Théories et causes

Polyurie et polydipsie chez le cheval atteint de DPIP

Une des effets de la résistance à l’insuline est une augmentation du taux de glucose dans le sang (hyperglycémie). Normalement, les reins sont capables d’extraire le glucose de la pré-urine avant qu’elle devienne de l’urine. Cependant, si la quantité de glucose dans la pré-urine est supérieure à la capacité d’absorption maximale des reins (le seuil rénal), le glucose finira dans l’urine. Ce phénomène est appelé glycosurie. Le glucose va empêcher l’organisme de « métaboliser » l’eau, il s’ensuit une miction très importante du cheval (polyurie) et par conséquence une sensation de soif importante provoquant une surconsommation d’eau (polydipsie). La polyurie et la polydipsie sont des signes cliniques de DPIP et SME / résistance à l’insuline.

L’augmentation du taux de cortisol que l’on peut trouver dans le sang des chevaux atteints de DPIP a également un effet inhibiteur sur l’hormone antidiurétique (arginine-vasopressine / AVP). Lorsque la valeur osmotique du sang augmente l’AVP est libérée, servant de régulatrice, elle va permettre aux reins de travailler correctement : leur permettant d’evacuer plus ou moins d’eau avec les urines en re-injectant dans l’organisme ce dont il a besoin.

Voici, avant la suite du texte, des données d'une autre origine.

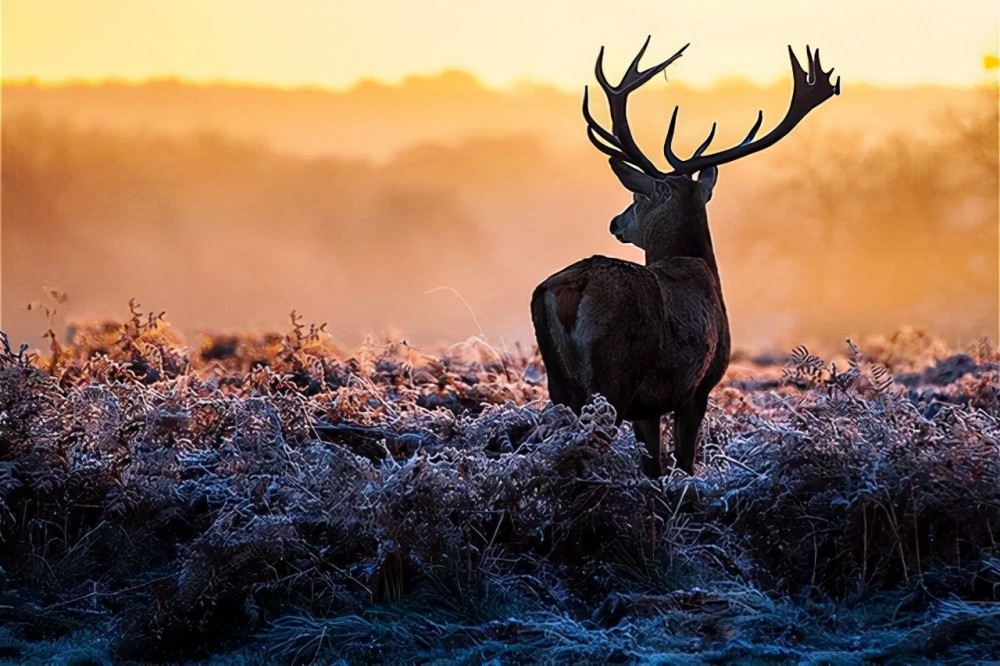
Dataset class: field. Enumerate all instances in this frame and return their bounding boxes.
[0,304,1000,664]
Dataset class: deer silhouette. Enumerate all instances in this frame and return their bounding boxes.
[531,38,840,477]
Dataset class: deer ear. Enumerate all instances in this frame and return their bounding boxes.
[698,167,719,203]
[608,157,656,197]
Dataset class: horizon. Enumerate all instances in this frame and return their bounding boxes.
[0,68,1000,95]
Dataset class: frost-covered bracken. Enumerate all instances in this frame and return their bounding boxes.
[0,312,1000,663]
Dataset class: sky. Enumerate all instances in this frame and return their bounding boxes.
[2,0,998,90]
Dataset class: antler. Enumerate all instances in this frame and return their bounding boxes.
[663,46,840,174]
[583,36,690,178]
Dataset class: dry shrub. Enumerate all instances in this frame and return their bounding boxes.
[0,316,1000,662]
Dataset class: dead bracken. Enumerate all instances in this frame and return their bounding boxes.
[0,306,1000,663]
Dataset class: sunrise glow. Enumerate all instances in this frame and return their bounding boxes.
[3,0,997,90]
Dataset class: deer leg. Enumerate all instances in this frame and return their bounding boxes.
[674,391,708,475]
[632,416,663,479]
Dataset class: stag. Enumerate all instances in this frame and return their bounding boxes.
[531,38,840,477]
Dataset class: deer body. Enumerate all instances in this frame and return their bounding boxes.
[531,172,730,476]
[531,39,840,476]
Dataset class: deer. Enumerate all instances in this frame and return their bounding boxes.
[531,38,840,478]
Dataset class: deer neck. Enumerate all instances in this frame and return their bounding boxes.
[646,210,719,280]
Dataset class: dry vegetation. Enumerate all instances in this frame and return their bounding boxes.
[0,307,1000,663]
[0,78,1000,350]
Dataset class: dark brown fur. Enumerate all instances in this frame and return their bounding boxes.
[531,38,840,476]
[531,178,729,476]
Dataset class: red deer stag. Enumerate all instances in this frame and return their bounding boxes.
[531,39,840,477]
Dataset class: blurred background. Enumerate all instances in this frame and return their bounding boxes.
[0,0,1000,351]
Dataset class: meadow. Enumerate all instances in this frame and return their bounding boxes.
[0,303,1000,664]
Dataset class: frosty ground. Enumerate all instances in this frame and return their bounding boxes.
[0,310,1000,664]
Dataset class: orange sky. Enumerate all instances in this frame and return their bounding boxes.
[2,0,998,90]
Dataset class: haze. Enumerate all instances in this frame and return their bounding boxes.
[0,0,1000,350]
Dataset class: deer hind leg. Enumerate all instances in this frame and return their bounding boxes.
[674,391,708,475]
[632,416,663,479]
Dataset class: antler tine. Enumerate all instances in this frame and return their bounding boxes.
[583,36,690,177]
[663,46,840,174]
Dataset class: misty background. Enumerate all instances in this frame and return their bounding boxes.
[0,71,1000,350]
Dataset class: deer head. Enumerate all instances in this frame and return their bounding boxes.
[583,37,840,267]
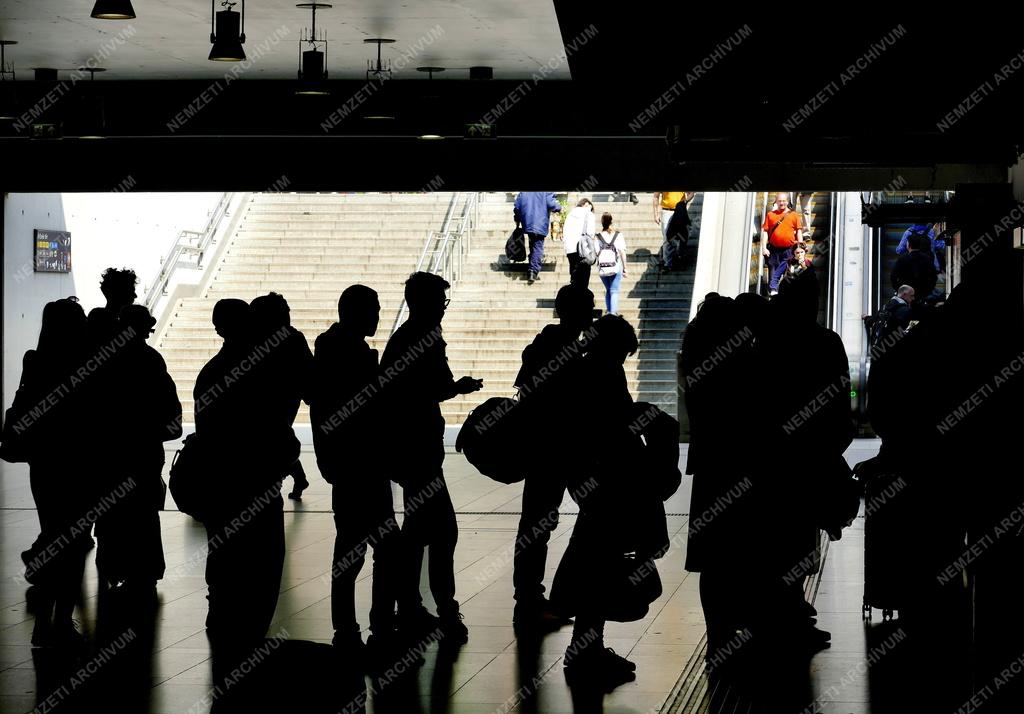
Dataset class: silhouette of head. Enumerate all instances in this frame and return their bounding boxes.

En stimulant l’absorption d’eau par les reins, l’AVP assure que moins d’eau pénètre dans l’urine. Une inhibition de l’AVP est donc une seconde cause de polyurie chez les chevaux atteint de DPIP. En outre, moins d’AVP est déjà produit. C’est parce que le lobe intermédiaire de la glande pituitaire élargi appuie sur la partie du lobe postérieur où l’AVP est stocké et d’où il pénètre dans la circulation sanguine.